Eu só amo aqueles que sabem viver como que se extinguindo, porque são esses os que atravessam de um para o outro lado. Amo os grandes desdenhosos, porque são os grandes adoradores, as setas do desejo ansiosas pela outra margem. Amo os que não procuram por detrás das estrelas uma razão para morrer e oferecer-se em sacrifício, mas se sacrificam pela terra, para que a terra pertença um dia ao Super-homem. Amo o que vive para conhecer e quer conhecer, para que um dia viva o Super-homem, porque assim quer o seu acabamento. Amo o que trabalha e inventa, a fim de exigir uma morada ao Super-Homem e preparar para ele a terra, os animais e as plantas, porque assim quer o seu acabamento. Amo o que ama a sua virtude, porque a virtude é a vontade de extinção e uma seta do desejo. Amo o que não reserva para si uma gota do seu espírito, mas que quer ser inteiramente o espírito da sua virtude, porque assim atravessa a ponte como espírito. amo o que faz da sua virtude a sua tendência e o seu destino, pois assim, por sua virtude, quererá viver ainda e deixar viver. Amo o que não quer ter demasiadas virtudes. Uma virtude é mais virtude do que duas, porque é mais um nó que se aferra o destino. Amo o que prodigaliza a sua alma, o que não quer receber agradecimentos nem restitui, porque dá sempre e não se quer preservar. 
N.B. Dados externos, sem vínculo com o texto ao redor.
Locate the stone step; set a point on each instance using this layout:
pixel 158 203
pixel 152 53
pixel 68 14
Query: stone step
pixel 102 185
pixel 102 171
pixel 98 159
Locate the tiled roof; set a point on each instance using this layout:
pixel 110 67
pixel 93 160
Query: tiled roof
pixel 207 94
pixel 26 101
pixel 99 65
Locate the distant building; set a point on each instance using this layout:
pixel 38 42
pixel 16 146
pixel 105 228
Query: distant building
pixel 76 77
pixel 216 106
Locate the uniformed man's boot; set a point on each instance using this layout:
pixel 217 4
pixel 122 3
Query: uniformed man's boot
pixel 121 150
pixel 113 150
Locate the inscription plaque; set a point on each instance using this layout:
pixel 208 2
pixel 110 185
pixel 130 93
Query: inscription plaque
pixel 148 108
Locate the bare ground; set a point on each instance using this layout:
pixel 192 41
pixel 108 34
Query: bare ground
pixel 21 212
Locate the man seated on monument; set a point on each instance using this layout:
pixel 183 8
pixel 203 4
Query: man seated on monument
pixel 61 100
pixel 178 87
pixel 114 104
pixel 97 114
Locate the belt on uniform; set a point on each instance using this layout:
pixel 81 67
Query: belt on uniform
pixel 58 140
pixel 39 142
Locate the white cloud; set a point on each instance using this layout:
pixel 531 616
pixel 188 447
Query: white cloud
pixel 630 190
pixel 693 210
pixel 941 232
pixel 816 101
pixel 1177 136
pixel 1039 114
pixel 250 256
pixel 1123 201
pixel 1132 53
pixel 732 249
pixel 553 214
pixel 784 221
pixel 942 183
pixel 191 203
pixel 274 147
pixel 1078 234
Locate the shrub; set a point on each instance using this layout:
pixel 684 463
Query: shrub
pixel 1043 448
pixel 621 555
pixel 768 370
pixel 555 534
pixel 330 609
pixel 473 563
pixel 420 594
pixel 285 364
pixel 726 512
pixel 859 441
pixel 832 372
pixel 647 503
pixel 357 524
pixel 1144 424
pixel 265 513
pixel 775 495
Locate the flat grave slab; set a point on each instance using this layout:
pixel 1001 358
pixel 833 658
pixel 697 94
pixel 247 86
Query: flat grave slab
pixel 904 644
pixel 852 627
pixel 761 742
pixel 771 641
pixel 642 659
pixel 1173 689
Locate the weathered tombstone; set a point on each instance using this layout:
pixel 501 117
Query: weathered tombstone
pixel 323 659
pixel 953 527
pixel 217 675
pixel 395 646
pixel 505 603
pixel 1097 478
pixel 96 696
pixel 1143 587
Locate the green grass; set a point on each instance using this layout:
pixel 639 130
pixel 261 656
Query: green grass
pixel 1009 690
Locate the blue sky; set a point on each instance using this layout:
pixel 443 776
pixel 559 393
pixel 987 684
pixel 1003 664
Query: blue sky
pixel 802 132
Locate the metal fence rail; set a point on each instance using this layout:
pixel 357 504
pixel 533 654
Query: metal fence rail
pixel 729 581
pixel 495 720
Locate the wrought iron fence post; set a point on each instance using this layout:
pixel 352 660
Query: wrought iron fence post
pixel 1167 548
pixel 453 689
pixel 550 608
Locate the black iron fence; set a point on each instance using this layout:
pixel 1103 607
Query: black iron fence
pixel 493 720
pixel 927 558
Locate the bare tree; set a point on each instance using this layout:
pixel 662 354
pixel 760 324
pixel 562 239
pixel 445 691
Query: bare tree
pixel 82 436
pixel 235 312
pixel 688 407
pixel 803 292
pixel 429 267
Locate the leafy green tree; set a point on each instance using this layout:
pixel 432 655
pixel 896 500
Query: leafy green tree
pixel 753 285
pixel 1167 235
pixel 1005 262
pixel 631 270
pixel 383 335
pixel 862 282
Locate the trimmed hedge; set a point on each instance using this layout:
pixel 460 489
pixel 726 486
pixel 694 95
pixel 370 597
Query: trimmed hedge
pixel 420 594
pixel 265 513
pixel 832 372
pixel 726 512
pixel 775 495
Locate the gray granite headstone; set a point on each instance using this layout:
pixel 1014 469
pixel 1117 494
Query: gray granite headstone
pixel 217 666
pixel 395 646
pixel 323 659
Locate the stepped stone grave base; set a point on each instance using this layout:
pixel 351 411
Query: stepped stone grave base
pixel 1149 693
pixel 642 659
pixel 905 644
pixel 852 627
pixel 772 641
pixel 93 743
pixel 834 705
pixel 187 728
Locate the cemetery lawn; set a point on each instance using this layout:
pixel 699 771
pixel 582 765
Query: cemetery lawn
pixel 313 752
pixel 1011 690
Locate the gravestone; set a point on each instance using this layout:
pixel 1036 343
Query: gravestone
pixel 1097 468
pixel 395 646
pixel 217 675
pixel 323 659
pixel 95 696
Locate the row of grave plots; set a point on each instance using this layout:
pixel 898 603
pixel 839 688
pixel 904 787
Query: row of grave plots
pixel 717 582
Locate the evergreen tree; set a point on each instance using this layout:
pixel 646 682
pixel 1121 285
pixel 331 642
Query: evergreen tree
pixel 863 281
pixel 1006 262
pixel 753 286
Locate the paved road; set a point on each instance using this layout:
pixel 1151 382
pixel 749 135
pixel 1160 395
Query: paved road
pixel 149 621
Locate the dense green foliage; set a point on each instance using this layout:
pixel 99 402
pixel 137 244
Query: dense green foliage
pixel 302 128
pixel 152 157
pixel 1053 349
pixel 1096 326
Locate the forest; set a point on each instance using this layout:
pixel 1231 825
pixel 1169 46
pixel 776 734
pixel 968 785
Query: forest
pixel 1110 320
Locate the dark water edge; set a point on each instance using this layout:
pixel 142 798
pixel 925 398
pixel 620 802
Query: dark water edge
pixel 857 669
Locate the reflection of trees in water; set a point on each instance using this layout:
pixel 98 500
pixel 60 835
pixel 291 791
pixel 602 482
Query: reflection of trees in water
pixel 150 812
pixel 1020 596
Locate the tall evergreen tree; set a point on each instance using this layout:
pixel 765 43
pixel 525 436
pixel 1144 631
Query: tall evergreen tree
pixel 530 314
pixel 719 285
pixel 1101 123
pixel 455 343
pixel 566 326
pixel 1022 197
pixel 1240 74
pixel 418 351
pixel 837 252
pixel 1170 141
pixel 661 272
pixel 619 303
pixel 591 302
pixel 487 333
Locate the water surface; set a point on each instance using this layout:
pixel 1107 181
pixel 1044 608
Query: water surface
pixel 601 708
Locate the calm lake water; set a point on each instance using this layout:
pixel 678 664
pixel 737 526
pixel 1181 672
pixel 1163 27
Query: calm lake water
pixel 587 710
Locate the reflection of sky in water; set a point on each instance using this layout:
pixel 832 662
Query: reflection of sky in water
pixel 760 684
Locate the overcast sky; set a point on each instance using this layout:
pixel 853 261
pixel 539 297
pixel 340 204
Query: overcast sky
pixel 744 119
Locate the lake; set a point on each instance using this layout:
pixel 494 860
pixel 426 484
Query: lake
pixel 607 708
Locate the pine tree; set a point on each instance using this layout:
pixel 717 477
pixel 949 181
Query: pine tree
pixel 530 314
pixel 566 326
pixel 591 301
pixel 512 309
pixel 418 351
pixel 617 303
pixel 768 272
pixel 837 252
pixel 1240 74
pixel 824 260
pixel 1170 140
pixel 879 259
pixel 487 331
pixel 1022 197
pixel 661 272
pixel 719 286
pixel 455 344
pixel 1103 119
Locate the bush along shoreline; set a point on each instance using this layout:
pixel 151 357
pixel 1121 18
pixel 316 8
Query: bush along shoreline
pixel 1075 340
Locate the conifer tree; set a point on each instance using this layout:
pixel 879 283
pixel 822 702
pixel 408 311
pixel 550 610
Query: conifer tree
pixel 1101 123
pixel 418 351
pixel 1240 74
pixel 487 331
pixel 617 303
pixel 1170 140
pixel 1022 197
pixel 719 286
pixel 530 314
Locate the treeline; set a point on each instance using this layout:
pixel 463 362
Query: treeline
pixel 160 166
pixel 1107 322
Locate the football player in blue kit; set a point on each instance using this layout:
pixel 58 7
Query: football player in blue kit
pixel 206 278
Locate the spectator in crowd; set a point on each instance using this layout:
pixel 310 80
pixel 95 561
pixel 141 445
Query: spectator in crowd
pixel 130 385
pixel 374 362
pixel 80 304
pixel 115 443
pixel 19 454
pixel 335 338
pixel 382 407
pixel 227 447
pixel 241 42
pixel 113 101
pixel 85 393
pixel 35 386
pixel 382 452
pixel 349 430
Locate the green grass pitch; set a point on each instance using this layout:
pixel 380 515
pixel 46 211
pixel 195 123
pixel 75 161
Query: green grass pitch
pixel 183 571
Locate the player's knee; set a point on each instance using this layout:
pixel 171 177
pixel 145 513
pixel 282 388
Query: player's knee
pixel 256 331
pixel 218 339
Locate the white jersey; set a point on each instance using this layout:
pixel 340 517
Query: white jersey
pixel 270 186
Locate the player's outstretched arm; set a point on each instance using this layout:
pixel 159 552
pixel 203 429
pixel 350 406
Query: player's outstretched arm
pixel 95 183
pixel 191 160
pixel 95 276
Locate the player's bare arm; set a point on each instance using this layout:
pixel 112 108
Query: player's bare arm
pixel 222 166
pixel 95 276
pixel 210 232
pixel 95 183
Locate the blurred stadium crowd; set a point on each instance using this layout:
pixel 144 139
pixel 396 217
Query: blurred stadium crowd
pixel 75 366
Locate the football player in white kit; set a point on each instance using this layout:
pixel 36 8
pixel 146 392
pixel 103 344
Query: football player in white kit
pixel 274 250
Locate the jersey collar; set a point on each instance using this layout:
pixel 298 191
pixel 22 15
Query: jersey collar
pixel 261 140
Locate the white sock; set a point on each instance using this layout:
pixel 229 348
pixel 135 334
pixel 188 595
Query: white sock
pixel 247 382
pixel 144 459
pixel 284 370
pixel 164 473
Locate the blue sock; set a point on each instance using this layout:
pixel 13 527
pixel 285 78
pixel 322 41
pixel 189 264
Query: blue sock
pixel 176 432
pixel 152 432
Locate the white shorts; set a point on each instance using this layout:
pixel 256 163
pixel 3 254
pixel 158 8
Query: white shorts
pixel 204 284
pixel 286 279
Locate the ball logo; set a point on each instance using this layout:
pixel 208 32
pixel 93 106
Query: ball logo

Amo o que se envergonha de ver cair o dado a seu favor e que pergunta ao ver o tal: "Serei um jogador fraudulendo?" porque quer submergir-se. Amo o que solta palavras de ouro perante suas obras e cumpre sempre com usura o que promete porque quer perecer. Amo o que justifica os vindouros e redime os passados, porque quer que o combatam os presentes. Amo o que castiga o seu Deus, porque ama o seu Deus, pois a cólera do seu Deus o confundirá. Amo aquele cuja alma é profunda, mesmo na ferida, e ao que pode aniquilar um leve acidente, porque assim de bom grado passará a ponte. Amo aquele cuja alma transborda, a ponto de se esquecer de si mesmo e quando esteja nele, porque assim todas as coisas se farão para sua ruína. Amo o que tem o espírito e o coração livres, porque assim a sua cabeça apenas serve de entranhas ao seu coração, mas o seu coração leva a sucumbir. Amo os que são como gotas pesadas que caem uma a outra da sombria nuvem suspensa sobre os homens, anunciam o relâmpago próximo e desaparecem como anunciadores. Vede: eu sou um anúncio do raio e uma pesada gota procedente da nuvem; mas este raio chama-se o Super-homem.
Friedrich Wilhelm Nietzsche, filólogo, filósofo, crítico cultural, poeta e compositor alemão do século XIX.